Three people, it turned out: a guy and girl I didn't know… and Sam.

I swallowed. Suctioned between two other dudes, the heat waves that'd been grumbling between us suddenly seemed to boil to a volcanic temperature, which was a helluva lot too hot. But I mean, I was a guy… it was totally normal to wonder where… especially since it wasn't visible with all her clothes on.

Apparently my surprise was shared because, when the initial rush of blood cleared from my ears, a girl named Donna was saying, "Wait, Sam, you have a tattoo? Whe—" She cut herself off with an apologetic twitch of her lips. "—What is it?"

Dave jarred me in the ribs and grinned at Sam as he said, "Where is it?"

"Why don't you show us?" a different dude suggested.

And, without thinking, just an automatic type of call-and-response thing, I said, "Come on. Nothing to hide, right?"

Sam's eyebrows strayed to the line of her bangs. The hazel irises below were dark in the candy-corn light, and I thought I saw the tiniest flicker of a smile etch across her school-girl lips. Was she looking at me? It was hard to tell in the orange haze of the room. But she was, wasn't she. My mouth went dry because, as it turned out, she was just drunk enough to go along with it, and, wobbling to her feet, supporting herself using an unappreciative neighbor's head, her other hand reached for the hem of her long-sleeved shirt and she turned her back into the circle. Then the fabric began to hitch up.
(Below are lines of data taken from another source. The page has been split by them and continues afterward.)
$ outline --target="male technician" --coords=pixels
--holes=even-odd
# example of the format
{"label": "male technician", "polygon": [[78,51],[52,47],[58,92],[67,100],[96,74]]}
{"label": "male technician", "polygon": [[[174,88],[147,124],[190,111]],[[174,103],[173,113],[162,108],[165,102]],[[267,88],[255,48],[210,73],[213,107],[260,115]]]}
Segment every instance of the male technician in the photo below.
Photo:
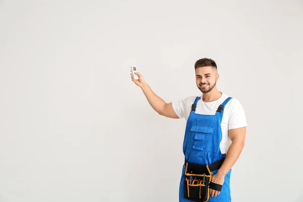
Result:
{"label": "male technician", "polygon": [[[212,177],[208,200],[230,202],[231,168],[244,145],[245,115],[238,100],[217,89],[216,82],[219,75],[215,61],[201,59],[195,62],[194,68],[196,85],[202,95],[190,96],[168,104],[153,91],[139,72],[135,73],[138,80],[135,80],[131,73],[131,75],[132,81],[141,87],[152,107],[160,115],[171,118],[184,118],[186,121],[183,146],[185,163],[180,183],[179,201],[193,201],[184,197],[184,190],[186,191],[188,188],[186,186],[189,187],[184,183],[187,177],[184,175],[186,164],[188,163],[216,169],[210,171]],[[216,168],[218,162],[221,163]]]}

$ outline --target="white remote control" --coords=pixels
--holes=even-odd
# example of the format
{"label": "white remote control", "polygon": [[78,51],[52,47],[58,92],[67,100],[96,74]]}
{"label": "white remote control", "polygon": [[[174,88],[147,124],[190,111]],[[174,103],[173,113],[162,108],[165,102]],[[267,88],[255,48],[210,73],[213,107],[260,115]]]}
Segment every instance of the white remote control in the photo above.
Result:
{"label": "white remote control", "polygon": [[133,75],[134,76],[134,77],[135,78],[135,79],[138,80],[139,77],[137,75],[135,74],[135,72],[137,72],[137,68],[136,68],[136,67],[133,66],[130,66],[130,70],[131,70],[131,73],[132,73]]}

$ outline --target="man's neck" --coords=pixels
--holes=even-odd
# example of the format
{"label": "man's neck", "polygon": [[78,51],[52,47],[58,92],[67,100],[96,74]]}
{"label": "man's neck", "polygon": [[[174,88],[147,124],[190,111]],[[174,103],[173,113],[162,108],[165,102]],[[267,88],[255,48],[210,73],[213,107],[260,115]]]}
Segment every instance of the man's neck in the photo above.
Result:
{"label": "man's neck", "polygon": [[220,98],[222,95],[222,93],[217,89],[213,89],[210,92],[203,93],[202,100],[205,103],[215,101]]}

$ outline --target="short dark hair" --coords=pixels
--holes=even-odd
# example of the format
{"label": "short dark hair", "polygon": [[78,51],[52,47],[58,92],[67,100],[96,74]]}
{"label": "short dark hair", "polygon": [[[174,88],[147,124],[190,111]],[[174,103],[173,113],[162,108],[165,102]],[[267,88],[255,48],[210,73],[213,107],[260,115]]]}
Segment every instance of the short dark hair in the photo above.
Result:
{"label": "short dark hair", "polygon": [[217,69],[216,62],[210,58],[203,58],[197,60],[194,64],[194,69],[198,67],[211,66]]}

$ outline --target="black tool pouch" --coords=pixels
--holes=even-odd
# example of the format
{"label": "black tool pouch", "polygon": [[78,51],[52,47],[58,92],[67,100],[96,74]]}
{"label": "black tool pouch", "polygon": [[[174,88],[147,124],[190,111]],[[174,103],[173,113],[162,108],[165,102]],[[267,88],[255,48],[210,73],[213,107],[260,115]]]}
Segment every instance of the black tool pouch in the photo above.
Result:
{"label": "black tool pouch", "polygon": [[208,165],[186,163],[184,198],[195,201],[207,201],[210,188],[221,191],[222,185],[212,183],[212,172]]}
{"label": "black tool pouch", "polygon": [[209,199],[212,173],[207,166],[186,163],[184,178],[184,198],[195,201]]}

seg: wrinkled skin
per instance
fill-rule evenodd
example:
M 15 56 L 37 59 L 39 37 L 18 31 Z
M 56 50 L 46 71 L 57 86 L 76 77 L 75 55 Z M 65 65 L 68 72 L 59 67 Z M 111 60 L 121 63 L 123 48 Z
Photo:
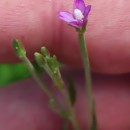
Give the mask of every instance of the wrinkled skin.
M 93 74 L 99 130 L 129 130 L 130 75 L 120 73 L 130 72 L 130 2 L 88 0 L 86 3 L 92 5 L 86 33 L 91 67 L 104 73 Z M 30 58 L 41 46 L 46 46 L 63 63 L 81 67 L 76 32 L 58 20 L 58 11 L 71 11 L 72 5 L 70 0 L 1 0 L 0 63 L 18 62 L 11 40 L 19 38 Z M 75 110 L 85 130 L 83 74 L 73 69 L 63 72 L 66 74 L 75 79 L 78 93 Z M 46 95 L 32 79 L 1 89 L 0 102 L 2 130 L 62 129 L 62 119 L 49 110 Z

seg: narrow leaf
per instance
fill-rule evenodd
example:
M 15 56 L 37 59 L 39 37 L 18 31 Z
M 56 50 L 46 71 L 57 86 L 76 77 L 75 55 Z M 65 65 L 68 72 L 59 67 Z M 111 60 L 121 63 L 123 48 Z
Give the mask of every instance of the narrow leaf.
M 96 117 L 96 110 L 95 110 L 95 102 L 93 100 L 93 122 L 90 130 L 97 130 L 97 117 Z
M 23 58 L 26 55 L 26 50 L 19 40 L 17 39 L 13 40 L 13 48 L 19 58 Z
M 68 83 L 69 83 L 70 100 L 71 100 L 72 105 L 74 105 L 74 103 L 76 101 L 76 90 L 75 90 L 74 82 L 72 79 L 69 78 Z

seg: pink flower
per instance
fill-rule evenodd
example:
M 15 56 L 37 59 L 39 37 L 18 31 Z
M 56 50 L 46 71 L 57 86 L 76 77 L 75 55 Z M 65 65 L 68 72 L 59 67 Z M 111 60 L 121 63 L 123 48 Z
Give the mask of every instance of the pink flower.
M 73 14 L 61 11 L 59 18 L 73 27 L 82 28 L 87 22 L 90 10 L 91 5 L 86 6 L 83 0 L 74 0 Z

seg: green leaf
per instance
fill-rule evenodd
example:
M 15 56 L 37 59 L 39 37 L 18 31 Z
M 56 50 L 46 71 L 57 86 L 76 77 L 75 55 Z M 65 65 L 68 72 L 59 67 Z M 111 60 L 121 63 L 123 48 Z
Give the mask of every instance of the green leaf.
M 38 52 L 36 52 L 36 53 L 34 54 L 34 56 L 35 56 L 35 60 L 36 60 L 37 64 L 38 64 L 40 67 L 43 67 L 43 66 L 45 65 L 45 63 L 46 63 L 44 57 L 43 57 L 40 53 L 38 53 Z
M 46 49 L 46 47 L 42 47 L 41 48 L 41 54 L 43 55 L 43 56 L 48 56 L 48 57 L 50 57 L 50 53 L 49 53 L 49 51 Z
M 5 87 L 9 83 L 21 80 L 30 76 L 23 63 L 0 64 L 0 87 Z
M 26 55 L 26 50 L 19 40 L 17 39 L 13 40 L 13 48 L 18 57 L 23 58 Z
M 93 122 L 90 130 L 97 130 L 97 117 L 96 117 L 96 110 L 95 110 L 95 102 L 93 100 Z
M 72 105 L 74 105 L 76 101 L 76 90 L 75 90 L 74 82 L 72 79 L 69 78 L 68 83 L 69 83 L 70 100 L 71 100 Z

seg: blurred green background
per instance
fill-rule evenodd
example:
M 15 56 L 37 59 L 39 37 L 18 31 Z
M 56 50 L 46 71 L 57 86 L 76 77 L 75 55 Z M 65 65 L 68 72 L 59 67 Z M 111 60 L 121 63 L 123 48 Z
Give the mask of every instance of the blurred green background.
M 30 76 L 26 66 L 19 64 L 0 64 L 0 87 Z
M 32 62 L 38 73 L 43 72 L 43 69 L 38 67 L 36 62 Z M 31 74 L 23 63 L 18 64 L 0 64 L 0 87 L 5 87 L 15 81 L 30 77 Z

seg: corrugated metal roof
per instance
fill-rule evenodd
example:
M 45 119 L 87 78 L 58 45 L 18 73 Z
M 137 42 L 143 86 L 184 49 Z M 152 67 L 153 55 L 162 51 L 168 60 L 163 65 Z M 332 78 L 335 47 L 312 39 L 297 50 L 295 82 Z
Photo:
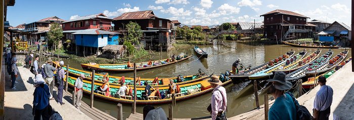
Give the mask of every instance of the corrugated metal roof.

For a hot second I got the crazy idea that she was about to strip, which sent my mind spinning ten kinds of high and a little shiver tumbling down my abdomen. All I could do was stare with widening eyes as the expanse of tan skin and the swooping sides of her hips grew and grew… and then I could see it. Way lower on her back than could possibly be within legal codes for a chick who was already so smoking there was a pentagram encompassed by flames. Black and burning and situated among all that satin skin, an inch or two above a mole that was going to be imprinted on my retinas for the rest of forever.

Had I said my mouth was dry before? Screw that. Now it was the fucking Sahara.

Next to me, Dave applauded and some other guy whistled. Sam dropped her shirt and plopped back down with a deeper blush and a grin as her eyes suckered to the floor.

"Demonic," Donna slurred appreciatively, "What's it mean?"

Sam shrugged. "Fuck if I know."

Damn. Alcohol did that girl good; drunk, she sure as hell wasn't blabbing a crap-load of SAT junk, and I could kinda pretend that I wasn't standing four, unscalable floors below.

Except then it got to be Sam's turn, and, with a smirk at a few particular friends, she announced, "Never have I ever taken a regular level math class."

The others groaned good-naturedly and chucked candy at her for being a total lame-o, which she couldn't completely dodge and some of it got lodged in the thick tangles of her hair, but I felt the heat clawed out of my stomach by a pair of icy talons. Could she really not stick to the typical smutty stuff? I mean, we were a quarter of the way through the circle and I was already six fingers down ('cause, seriously, what hadn't I done?), but oh no, Samantha Tucker was above all that crap, of course. No doubt it rubbed her delicate sensibilities the wrong way 'cause, tattoo or not, we all knew that underneath the act dear Miss Perfect was a prude.

By the time it got around to me, I was out of fingers, but I still didn't hesitate to stare straight into that bitch's eyes and say, "Never have I ever slept with a tattooed chick."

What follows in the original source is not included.